③Quantity-Frequency Questionnaire(Dimeff et al., 1999):過去1カ月における,最大飲酒量を測定。
④がっつり飲んだ日(男性5杯以上,女性4杯以上)
⑤Young Adult Alcohol Problems Screening Test(YAAPST; Hurlbut & Sher,1992):過去3ヶ月間におけるアルコールに関連する問題を測定。

【結果】
①確認的因子分析:因子間相関モデルでは、CFI=.94, RMSEA=.08であった。高次因子モデルでは,CFI=.92, RMSEA=.09であったが,‘Act with Awareness(r=-.26)’因子と‘Nonjudging(r=-.43)’因子がマインドフルネスと負の相関,他の3因子は正の相関を示した。
 →FFMQはマインドフルな人ほど,全ての因子で得点が高くなる。Baer et al.(2006)では瞑想経験者を対象としていたが,今回の参加者は瞑想経験が(比較的少)ない者であったことから,Baer et al.(2006)と同様の因子構造が得られなかった可能性。

②各変数間の関連
‘Describe(β=-.18, p<.05)’と‘Act with Awareness(β=-.17, p<.05)’がアルコール使用に影響。アルコール使用とアルコール関連問題の関係を統制後,‘Nonjudging(β=-.12, p<.05)’と‘Describe(β=.11, p<.05)’がアルコール関連問題に影響。
 →ここでは,マインドフルネスとアルコール関連問題に対する影響を検討しているが,なぜか…というのも測定しているアルコール関連問題は二日酔い,記憶喪失,学校をさぼるといったもので,マインドフルネスなスタイルをとることができるようになったことで,これらの問題が改善するかどうかは少し推測の域である。

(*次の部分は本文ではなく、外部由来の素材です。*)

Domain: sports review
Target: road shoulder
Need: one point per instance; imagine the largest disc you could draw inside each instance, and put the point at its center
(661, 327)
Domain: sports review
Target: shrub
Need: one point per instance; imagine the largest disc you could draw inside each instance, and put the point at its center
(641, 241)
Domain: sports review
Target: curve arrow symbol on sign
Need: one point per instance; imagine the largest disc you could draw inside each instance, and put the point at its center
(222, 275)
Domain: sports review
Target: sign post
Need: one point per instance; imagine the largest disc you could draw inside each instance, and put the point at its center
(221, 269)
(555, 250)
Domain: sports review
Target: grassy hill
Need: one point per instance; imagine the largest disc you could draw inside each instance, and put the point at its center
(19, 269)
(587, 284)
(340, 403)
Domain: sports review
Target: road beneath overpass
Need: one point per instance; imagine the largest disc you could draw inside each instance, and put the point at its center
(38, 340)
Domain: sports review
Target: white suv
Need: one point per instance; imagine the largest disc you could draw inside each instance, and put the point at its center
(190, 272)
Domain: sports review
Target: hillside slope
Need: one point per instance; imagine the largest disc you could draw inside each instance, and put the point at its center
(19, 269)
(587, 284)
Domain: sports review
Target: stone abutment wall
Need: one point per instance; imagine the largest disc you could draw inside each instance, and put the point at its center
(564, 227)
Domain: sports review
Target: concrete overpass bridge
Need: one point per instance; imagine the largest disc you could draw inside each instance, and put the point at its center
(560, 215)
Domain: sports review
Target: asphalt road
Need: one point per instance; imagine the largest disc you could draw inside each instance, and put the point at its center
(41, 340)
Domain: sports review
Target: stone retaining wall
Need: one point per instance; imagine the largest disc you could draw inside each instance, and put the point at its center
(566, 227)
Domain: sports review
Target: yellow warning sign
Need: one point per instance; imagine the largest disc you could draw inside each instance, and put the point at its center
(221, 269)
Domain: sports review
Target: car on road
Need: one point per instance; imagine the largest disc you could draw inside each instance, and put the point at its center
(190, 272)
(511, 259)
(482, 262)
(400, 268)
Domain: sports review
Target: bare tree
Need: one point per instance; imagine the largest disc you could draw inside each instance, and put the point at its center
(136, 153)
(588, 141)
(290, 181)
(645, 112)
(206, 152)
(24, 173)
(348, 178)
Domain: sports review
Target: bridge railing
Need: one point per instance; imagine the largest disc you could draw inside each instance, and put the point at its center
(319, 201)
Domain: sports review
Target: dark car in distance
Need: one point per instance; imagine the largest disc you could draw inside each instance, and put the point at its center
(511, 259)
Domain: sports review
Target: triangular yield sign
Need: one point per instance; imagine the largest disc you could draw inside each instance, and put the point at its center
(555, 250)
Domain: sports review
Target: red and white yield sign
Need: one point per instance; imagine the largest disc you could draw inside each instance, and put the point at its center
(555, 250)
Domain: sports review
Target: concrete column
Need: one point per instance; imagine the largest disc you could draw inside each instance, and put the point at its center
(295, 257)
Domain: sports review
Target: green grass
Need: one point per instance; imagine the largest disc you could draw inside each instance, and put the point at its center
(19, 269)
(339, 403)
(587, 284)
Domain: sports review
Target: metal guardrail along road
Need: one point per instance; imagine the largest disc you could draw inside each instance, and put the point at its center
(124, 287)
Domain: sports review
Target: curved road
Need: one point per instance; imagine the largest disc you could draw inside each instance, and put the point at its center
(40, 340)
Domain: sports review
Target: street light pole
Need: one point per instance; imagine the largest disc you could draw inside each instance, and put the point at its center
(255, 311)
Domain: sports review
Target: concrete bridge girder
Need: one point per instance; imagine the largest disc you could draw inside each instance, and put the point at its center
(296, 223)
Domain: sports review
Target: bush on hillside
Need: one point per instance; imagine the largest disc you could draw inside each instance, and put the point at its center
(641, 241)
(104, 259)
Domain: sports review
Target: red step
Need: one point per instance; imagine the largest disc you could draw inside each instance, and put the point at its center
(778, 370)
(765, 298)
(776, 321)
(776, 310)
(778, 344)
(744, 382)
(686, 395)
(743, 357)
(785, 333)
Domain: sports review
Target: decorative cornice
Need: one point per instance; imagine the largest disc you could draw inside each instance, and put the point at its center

結果,‘Describe’に関して,アルコール使用には負の影響を与えているが,アルコール関連問題には正の影響を与えたりと,理論的な仮説が成り立たない結果となっている。
アルコール使用は潜在変数で測定指標の②~④が観測変数。

※アルコール使用とアルコール問題への‘Describe’因子の影響が異なることへの理解に苦しんでいます。何か理由があるのであれば教えていただきたいです。